いつの間にか伸ばされた手が、やわやわとそれを握り込んで……って、
「ま、て…! な、何を……」
「処理、してあげますよ」
意地の悪い声と共に、下着ごとパジャマのズボンを引きずり下ろされる。
「ひっ!? い、いいっ、やめろばか!」
「別にいいじゃありませんか。…夫婦、なんでしょう?」
「それは、そう、だが…っ、あっ、やぁ…!」
俺の前に膝をついた一樹が、わざとらしく息を吹きかけると、それだけで首をもたげてくる己が憎たらしい。
「夫婦なら、こういうことだってしてたんでしょう? そこの、ベッドの上で」
「っ…!」
その通りだが、そんな風にして辱められると堪らなく胸が痛んだ。
「ああ、立ったままが嫌なら、ベッドに移動しましょうか」
そう言って立ち上がった一樹は、なんでもないような顔で俺を抱え上げ、ベッドまで運びやがった。
「んなっ!?」
「軽いですね。…ちゃんと食べてなかったんですか?」
「う、るさ……!」
「僕の覚えているあなたも細かったですけど……あなたの今の年齢でこの細さはどうなんです?」
「おちおち太ってもいられないんだよ…っ、て、触んな…!」
肉付きを確かめるように腹を撫でられ、脚を撫でまわされるとぞくぞくと背筋が震えた。
くっそ、なんで触り方は変わってないんだ。
体が覚えてるとでも言うつもりか!?
記憶が戻ったら絶対にド突き回す!
「ちゃんとこっちに集中してくださいよ」
くすくす笑いながら、一樹が言う。
その手が熱を持った塊に触れ、ゆるゆると撫で回すとそれだけでも堪らなくなるのに、それだけじゃ足りないとも思っちまった自分の頭を吹き飛ばしたい。
「なんで……」
「…さあ、なんででしょうね」
そう言った声が聞こえたと思うと、熱いものに包み込まれた。
この感覚を俺は知ってる。
「くわ、え、んなぁ…!」
抗議の声を上げ、もがいてみても簡単に抑え込まれてしまう。
「や、めろって…! や、ぁ、やだ……」
「そんなことを言ってますけど、」
ちゅ、とわざとらしい音を立てて口を離した一樹は、
「ここで止められたら困るのはあなたでしょう?」
「……っう………」
情けなくて泣きたくなる。
というか、泣いた。
腕で目を隠して、涙を抑えて、それでも多分、声や体の震えで一樹には知られただろう。
強引に及んだ行為にしては優しくされて、余計に涙があふれた。
尖端に絡む舌の感触も、袋を揉む手つきも変わらず優しく、暖かいのに、それが余計に寂しさを感じさせる。

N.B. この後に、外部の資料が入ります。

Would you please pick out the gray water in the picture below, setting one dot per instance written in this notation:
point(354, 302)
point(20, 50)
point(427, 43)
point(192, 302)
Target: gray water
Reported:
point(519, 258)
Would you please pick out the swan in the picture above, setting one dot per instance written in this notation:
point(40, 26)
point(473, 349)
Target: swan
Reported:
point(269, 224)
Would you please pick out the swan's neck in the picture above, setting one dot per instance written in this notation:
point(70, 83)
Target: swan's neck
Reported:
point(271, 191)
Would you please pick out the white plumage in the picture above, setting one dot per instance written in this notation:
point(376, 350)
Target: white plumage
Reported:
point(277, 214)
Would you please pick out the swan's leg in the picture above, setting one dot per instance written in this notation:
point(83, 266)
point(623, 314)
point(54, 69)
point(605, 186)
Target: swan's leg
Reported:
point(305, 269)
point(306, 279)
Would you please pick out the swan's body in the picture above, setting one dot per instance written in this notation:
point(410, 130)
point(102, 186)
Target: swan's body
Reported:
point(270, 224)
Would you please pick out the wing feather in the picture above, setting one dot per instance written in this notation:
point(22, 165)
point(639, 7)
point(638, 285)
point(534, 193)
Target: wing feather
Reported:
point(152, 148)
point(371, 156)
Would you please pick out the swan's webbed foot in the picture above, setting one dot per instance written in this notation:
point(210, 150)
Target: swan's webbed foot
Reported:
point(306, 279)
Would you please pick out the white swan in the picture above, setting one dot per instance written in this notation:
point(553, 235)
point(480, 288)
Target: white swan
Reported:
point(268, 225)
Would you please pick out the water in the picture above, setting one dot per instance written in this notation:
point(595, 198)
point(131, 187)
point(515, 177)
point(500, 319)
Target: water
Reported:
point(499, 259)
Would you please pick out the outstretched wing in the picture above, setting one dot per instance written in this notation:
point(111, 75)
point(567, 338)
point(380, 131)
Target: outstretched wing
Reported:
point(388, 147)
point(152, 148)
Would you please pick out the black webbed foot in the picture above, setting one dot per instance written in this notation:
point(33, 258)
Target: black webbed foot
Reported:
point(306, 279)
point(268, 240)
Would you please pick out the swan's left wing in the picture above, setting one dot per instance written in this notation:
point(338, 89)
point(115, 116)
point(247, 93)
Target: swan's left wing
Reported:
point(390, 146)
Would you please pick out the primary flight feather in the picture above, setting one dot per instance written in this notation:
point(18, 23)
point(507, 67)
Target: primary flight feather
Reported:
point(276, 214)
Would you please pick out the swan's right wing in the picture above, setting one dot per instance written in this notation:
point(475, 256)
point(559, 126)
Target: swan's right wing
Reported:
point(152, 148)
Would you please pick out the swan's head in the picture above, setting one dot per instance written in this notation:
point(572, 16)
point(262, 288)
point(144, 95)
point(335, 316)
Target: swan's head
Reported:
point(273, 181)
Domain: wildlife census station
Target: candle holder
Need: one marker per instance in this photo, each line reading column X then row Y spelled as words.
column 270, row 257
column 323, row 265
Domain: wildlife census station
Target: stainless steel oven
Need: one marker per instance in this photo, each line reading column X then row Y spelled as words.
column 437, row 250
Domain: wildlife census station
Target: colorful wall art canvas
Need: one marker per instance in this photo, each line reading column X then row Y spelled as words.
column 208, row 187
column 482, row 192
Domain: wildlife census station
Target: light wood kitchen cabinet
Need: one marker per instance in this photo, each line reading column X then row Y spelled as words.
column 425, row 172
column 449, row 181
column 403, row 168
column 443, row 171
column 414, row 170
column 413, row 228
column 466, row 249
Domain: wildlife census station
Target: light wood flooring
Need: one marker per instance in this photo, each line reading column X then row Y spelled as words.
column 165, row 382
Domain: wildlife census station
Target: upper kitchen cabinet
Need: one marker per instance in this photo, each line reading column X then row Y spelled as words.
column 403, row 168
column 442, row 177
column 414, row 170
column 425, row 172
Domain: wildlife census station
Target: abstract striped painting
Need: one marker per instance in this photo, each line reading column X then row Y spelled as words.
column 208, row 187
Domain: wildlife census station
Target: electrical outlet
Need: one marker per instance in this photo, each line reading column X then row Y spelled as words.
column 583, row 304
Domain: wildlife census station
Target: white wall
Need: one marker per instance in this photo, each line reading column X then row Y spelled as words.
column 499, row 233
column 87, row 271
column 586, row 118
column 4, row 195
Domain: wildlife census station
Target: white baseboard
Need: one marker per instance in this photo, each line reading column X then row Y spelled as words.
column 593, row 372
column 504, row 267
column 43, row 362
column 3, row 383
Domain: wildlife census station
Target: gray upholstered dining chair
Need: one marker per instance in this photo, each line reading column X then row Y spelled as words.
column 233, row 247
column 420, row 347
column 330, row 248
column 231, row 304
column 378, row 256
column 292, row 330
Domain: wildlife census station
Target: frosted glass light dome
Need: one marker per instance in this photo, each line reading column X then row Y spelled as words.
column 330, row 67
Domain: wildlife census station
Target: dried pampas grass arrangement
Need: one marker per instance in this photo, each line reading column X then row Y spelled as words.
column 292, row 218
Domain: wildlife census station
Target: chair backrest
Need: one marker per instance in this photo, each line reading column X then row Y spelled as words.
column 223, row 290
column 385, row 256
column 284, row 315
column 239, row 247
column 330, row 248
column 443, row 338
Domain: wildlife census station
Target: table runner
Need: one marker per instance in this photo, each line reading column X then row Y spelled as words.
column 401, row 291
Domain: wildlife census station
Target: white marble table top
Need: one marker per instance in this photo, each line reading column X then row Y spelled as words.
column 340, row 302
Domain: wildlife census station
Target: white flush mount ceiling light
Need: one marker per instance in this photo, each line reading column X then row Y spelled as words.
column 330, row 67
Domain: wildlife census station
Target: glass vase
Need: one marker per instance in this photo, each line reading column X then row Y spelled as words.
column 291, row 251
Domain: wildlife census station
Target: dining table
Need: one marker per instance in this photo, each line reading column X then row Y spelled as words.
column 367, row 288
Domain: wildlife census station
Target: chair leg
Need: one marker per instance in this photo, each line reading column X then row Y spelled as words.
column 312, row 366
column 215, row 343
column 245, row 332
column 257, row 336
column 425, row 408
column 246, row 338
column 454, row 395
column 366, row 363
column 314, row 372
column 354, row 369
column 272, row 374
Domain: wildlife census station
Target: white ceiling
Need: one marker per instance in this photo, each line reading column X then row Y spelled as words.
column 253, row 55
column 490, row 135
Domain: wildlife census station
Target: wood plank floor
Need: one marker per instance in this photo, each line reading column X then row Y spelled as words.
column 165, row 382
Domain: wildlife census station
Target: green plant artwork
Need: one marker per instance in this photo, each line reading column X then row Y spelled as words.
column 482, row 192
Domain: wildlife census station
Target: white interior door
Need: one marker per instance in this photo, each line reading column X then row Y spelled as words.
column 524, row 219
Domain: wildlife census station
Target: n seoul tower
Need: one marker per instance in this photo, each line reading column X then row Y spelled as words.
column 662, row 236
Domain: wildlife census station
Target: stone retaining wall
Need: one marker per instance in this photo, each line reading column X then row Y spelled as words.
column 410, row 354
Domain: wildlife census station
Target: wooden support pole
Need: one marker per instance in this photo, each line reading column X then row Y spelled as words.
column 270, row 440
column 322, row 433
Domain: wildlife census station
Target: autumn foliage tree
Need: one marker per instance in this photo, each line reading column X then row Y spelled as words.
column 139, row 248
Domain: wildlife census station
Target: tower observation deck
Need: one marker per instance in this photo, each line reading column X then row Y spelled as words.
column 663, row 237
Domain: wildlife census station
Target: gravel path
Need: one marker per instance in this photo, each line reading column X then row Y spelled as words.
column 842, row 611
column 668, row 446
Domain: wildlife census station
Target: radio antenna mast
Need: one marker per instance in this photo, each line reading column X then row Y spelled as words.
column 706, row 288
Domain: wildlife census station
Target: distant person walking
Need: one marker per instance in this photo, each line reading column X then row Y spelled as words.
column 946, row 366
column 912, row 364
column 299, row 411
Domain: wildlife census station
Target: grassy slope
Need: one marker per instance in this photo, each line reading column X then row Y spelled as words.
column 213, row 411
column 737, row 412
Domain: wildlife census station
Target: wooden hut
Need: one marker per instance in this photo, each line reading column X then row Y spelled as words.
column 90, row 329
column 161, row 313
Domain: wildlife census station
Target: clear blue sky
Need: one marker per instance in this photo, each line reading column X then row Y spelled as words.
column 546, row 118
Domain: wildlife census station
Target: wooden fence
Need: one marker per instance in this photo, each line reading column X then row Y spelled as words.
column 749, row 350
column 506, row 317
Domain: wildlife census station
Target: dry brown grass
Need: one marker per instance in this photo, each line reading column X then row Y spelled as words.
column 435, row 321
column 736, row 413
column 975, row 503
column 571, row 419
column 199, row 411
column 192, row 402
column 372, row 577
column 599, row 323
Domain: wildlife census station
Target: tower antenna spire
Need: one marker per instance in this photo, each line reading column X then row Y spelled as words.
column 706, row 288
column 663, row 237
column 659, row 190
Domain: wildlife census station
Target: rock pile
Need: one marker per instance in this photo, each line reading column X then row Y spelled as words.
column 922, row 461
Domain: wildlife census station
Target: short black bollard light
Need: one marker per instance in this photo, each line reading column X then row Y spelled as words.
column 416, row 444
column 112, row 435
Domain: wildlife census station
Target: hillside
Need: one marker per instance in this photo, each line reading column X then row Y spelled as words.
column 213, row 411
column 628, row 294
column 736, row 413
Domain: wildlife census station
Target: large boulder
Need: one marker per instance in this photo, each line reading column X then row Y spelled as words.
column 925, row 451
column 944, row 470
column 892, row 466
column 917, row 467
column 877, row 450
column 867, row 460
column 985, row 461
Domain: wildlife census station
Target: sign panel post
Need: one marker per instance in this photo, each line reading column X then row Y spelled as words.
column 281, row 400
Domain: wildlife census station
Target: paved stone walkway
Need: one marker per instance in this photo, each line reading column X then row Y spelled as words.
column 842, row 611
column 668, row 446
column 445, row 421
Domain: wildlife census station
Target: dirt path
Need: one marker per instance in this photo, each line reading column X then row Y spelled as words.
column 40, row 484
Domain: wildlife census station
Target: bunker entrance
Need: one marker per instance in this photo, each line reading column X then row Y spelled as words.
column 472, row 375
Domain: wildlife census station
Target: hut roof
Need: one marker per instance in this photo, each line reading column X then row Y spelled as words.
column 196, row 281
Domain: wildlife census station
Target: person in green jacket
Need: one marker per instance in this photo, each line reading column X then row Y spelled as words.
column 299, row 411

一樹と肌を触れ合わせているのに、一樹が側にいない時のように心細い。
ちっとも満たされた気分になれないまま、文字通り処理された俺は、少しだけクリアになった頭がそれでも鈍く動くのを感じながら、
「…なんでこんなことしたんだ……」
ともう一度問いかけたが、答えはやはり頼りない、
「……知りません」
というものがあったきりだった。
俺だけ処理され、後片付けもされ、ご丁寧に布団まで掛けられたが、一樹は自分のことについては何も言わず、無言のまま布団にもぐった。
向けられた背中が酷く遠く感じられた。